I was in public office at the time on the West Hartford Board of Education and began writing about my sobriety as a way to support parents. People appreciated that, because it’s something they really want to talk about. Once I opened the floodgates on that topic, it became clear from all the messages I got that women wanted discreet support with their health and wellness. They also wanted to try and figure out their next steps both personally and professionally.
My skill set and professional and personal experience aligned well with those needs, so in 2021 I shifted the focus of my work to personal and professional development support for individuals and teams. I still work with schools and nonprofits, but I do that through staff and leadership development.
NAN: What drives you?
AMANDA: Supporting people. Supported people create supported communities. I want to help strengthen people, so they can help strengthen society. I care very much about positioning people for impact.
NAN: You have a diverse background in leadership, education, and management. How has that shaped you and helped you in your current role?
AMANDA: Beginning my career in nonprofit and education hard wired me for mission-driven work. As far as leadership and management go, I’m nearly always in a position of leadership, but I don’t have a desire to be the top executive leader. I’m glad I had enough exposure on leadership teams to know at which level I contribute most effectively.
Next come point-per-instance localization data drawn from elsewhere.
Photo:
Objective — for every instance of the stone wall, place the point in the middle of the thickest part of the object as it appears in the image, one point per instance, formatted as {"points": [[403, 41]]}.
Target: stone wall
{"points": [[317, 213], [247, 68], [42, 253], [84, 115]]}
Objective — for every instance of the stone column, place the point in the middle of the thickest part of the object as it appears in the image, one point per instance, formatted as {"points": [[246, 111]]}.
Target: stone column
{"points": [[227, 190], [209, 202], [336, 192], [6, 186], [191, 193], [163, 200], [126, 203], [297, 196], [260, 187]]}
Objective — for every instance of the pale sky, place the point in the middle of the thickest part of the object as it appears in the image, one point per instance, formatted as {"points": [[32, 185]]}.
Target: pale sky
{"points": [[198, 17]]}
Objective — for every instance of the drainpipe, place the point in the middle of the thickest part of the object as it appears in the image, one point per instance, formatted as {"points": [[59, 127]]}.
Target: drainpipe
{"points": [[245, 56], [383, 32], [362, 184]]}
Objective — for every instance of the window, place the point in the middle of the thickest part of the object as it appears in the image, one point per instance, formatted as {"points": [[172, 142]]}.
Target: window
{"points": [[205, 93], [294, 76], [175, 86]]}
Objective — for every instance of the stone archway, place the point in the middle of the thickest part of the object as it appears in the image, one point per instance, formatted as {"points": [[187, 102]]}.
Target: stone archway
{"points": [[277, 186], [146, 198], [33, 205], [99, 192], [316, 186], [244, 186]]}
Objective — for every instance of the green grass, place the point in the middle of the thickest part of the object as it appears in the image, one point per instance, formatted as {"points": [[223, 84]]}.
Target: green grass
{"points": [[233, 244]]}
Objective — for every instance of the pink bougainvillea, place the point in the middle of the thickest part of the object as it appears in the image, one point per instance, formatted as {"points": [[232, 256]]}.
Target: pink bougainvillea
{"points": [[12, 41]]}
I like using my leadership skills in my own way to motivate teams or lead big work and I like to direct work, but leading people from the top perch with all the daily management requirements that come with that job are not where I’m best suited. As they say, “know thyself.” I know where my skills are and how to use them effectively, which helps me choose projects I’m well suited for.
NAN: Any advice for others?
AMANDA: My biggest piece of advice, which I had to learn the hard way, is to value your personal development as much as your professional development—and to make time for it. You can’t grow a business if you don’t take care of yourself and consider the path you’re on.
The more you develop personally, the more you learn and increase your capacity to develop professionally. They really go hand in hand. You can’t have much long-term professional success if your personal life is out of whack.
I also think it’s important to think for oneself. What do you think? For instance, when I give a speech, I don’t consider what I should say or what others typically say, I think deeply about what I want to say, what I have to say, or what I feel I can contribute that is uniquely mine.
It’s the same with our work. What do you have to offer? Maybe you have a different style of delivering it? Who says that can’t work? If something doesn’t work, you’ll get the feedback naturally and quickly, so then you’ll know and you can pivot and try something new.
Start with your own mind and perspective, though. What if yours is what will work for someone? There’s enough room in any given market for more than one provider or style, so just think for yourself and be open to the idea that you have something unique to offer. Understand best practices, but don’t feel bound by them if you have a fresh idea. Try it.